Panduan Mendekati Gebetan

diffean k.a
Chapter #4

Tips 2: Jadilan Penguntit Bagian 2

Mengerjakan soal Matematika yang seabrek bukanlah keahlian Raldi. Cowok itu tidak sepintar Ditto ketika menyelesaikan mata pelajaran eksakta. Otaknya tidak pernah sejalan dengan rumus-rumus dan angka, tetapi, sosio-humaniora.

Mendengus bosan, Raldi diam-diam mengeluarkan buku tentang gagasan kebahagiaan manusia menurut Abraham Maslow dari dalam tas. Menyalipkan buku tersebut di paket Matematika, lalu tenggelam dalam koleksi buku barunya tersebut.

Hal lumrah yang sering dilakukan Raldito Wiratama tanpa sepengatahuan orang lain, omong-omong. Membaca buku lain di tengah jam pelajaran Matematika. Dari luar, pemuda tersebut terlihat tekun membaca buku paket Matematika, tetapi realitanya tidak.

"Apa yang kamu pikirkan ketika membaca piramida kebahagiaan manusia menurut Abraham Maslow?" tanya Gistav---teman sebangku Raldi---lirih.

"Nggak tau kenapa, Gis, baca buku ini aku jadi teringat penduduk di Indonesia dari segi aktualisasi," bisik Raldi tanpa melepaskan tatapan matanya pada buku tersebut.

"Kenapa? Kamu tertarik?"

"Yep. Aku selalu tertarik dengan gagasan dan teori para ahli. Termasuk piramida kebahagiaan manusia oleh Abraham Maslow. Menurutku, potensi mengaktualisasikan diri belum teroptimalkan di sini," jeda sejenak, cowok itu melirik Pak Idham yang masih sibuk menjelaskan fungsi kuadrat, "Akhirnya, SDM-nya kurang mampu memotivasi dan metamovasi diri untuk memajukan masyarakat. Hal itu bisa kamu temui di PEMILU. Liat aja tinggi banget angka GOLPUT."

Gistav menyengir. "Skeptisme, haha."

Raldi mengangguk singkat. Lalu, mendekatkan buku tersebut ke meja Gistav. Seakan mengajaknya untuk berdiskusi.

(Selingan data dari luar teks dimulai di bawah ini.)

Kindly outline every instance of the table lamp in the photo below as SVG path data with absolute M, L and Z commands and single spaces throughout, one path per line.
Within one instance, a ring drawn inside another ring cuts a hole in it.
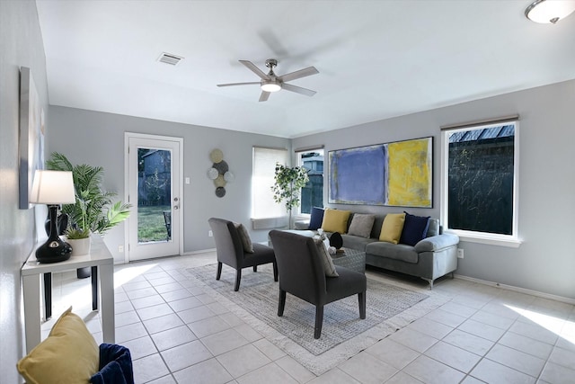
M 30 202 L 47 204 L 50 218 L 49 236 L 46 243 L 36 249 L 36 259 L 46 263 L 69 259 L 72 246 L 58 236 L 57 216 L 60 204 L 75 203 L 72 172 L 37 170 Z

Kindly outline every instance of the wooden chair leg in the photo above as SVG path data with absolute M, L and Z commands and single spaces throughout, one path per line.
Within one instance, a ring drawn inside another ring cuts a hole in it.
M 366 292 L 358 293 L 358 301 L 359 301 L 359 318 L 366 318 Z
M 273 281 L 278 281 L 278 263 L 273 262 Z
M 279 290 L 279 301 L 278 303 L 278 316 L 284 316 L 284 308 L 286 308 L 286 291 Z
M 217 262 L 217 272 L 216 272 L 216 280 L 219 280 L 222 277 L 222 263 Z
M 242 280 L 242 268 L 238 268 L 235 270 L 235 288 L 234 290 L 236 292 L 240 290 L 240 281 Z
M 314 338 L 319 339 L 322 335 L 322 326 L 323 326 L 323 306 L 315 306 L 315 331 Z

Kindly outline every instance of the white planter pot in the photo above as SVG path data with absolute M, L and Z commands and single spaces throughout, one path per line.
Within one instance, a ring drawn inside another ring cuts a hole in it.
M 66 241 L 72 246 L 72 256 L 90 255 L 90 237 L 75 239 L 68 238 Z

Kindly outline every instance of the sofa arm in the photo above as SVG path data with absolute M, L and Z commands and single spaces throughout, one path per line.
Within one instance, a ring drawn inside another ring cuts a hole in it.
M 415 252 L 436 252 L 459 244 L 459 237 L 449 233 L 426 237 L 415 245 Z
M 309 228 L 309 220 L 297 220 L 294 222 L 295 229 L 307 229 Z

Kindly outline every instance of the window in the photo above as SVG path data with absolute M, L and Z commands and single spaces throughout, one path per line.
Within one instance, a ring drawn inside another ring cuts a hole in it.
M 287 149 L 253 147 L 252 219 L 280 218 L 288 214 L 284 204 L 273 201 L 271 186 L 276 163 L 288 164 Z
M 518 246 L 517 121 L 443 130 L 442 218 L 463 240 Z
M 297 165 L 308 170 L 309 182 L 302 188 L 299 212 L 309 214 L 313 207 L 323 208 L 323 149 L 297 152 Z

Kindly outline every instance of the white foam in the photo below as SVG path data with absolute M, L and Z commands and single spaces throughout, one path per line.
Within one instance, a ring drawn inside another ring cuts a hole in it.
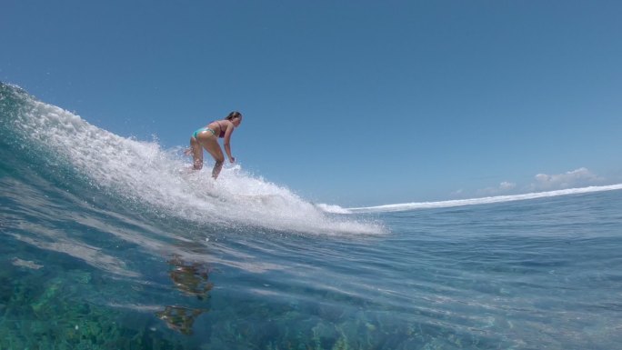
M 327 215 L 289 189 L 226 166 L 218 181 L 176 150 L 114 135 L 34 99 L 14 121 L 30 140 L 70 161 L 93 185 L 158 212 L 201 223 L 318 234 L 380 234 L 381 225 Z M 210 159 L 206 156 L 207 159 Z
M 345 210 L 350 213 L 383 213 L 383 212 L 401 212 L 415 209 L 427 209 L 427 208 L 446 208 L 452 206 L 462 205 L 486 205 L 491 203 L 502 203 L 512 201 L 522 201 L 527 199 L 555 197 L 557 195 L 586 194 L 590 192 L 614 191 L 622 189 L 622 184 L 610 185 L 605 186 L 589 186 L 582 188 L 567 188 L 557 191 L 537 192 L 524 195 L 497 195 L 491 197 L 472 198 L 472 199 L 456 199 L 450 201 L 439 202 L 420 202 L 420 203 L 404 203 L 396 205 L 386 205 L 377 206 L 356 207 L 347 208 Z

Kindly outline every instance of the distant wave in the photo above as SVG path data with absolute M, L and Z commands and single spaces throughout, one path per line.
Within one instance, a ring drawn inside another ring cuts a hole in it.
M 377 206 L 354 207 L 354 208 L 339 208 L 340 212 L 349 213 L 386 213 L 386 212 L 402 212 L 415 209 L 428 209 L 428 208 L 446 208 L 452 206 L 463 205 L 487 205 L 491 203 L 503 203 L 513 201 L 523 201 L 527 199 L 555 197 L 557 195 L 587 194 L 591 192 L 614 191 L 622 189 L 622 184 L 610 185 L 605 186 L 589 186 L 582 188 L 568 188 L 557 191 L 537 192 L 524 195 L 497 195 L 491 197 L 472 198 L 472 199 L 456 199 L 449 201 L 438 202 L 419 202 L 419 203 L 404 203 L 396 205 L 386 205 Z M 332 208 L 336 210 L 336 208 Z

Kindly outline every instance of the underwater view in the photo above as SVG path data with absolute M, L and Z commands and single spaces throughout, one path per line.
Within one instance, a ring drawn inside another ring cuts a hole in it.
M 342 208 L 0 83 L 0 349 L 617 349 L 622 185 Z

Gistav tersenyum. Kemudian, gadis berparas memikat itu berbisik pada Raldi. "Kamu harus baca gagasan kebahagiaan dari sudut pandang lain. Maramis, semisal."

Raldi mengangguk spontan. Ide cemerlang. "Tentu," sahutnya seraya mengulum senyum tipis.

Sementara itu, diam-diam, tanpa kedua insan tersebut sadari, seorang gadis berambut sebahu tengah berdiri pias di dekat jendela kelas XII IPS 1.

Sorot mata gadis tersebut menangkap jelas keakraban gebetannya dengan gadis cantik yang ia ketahui usut punya usut bernama Gistavia sebagai anak baru di SMA Dharma Bhakti beberapa minggu yang lalu.

Tiba-tiba, hatinya berdesir. Nyeri.

Ini bukan kali pertama. Dia sudah terbiasa dengan torehan luka. Bahkan, bersahabat dengan luka.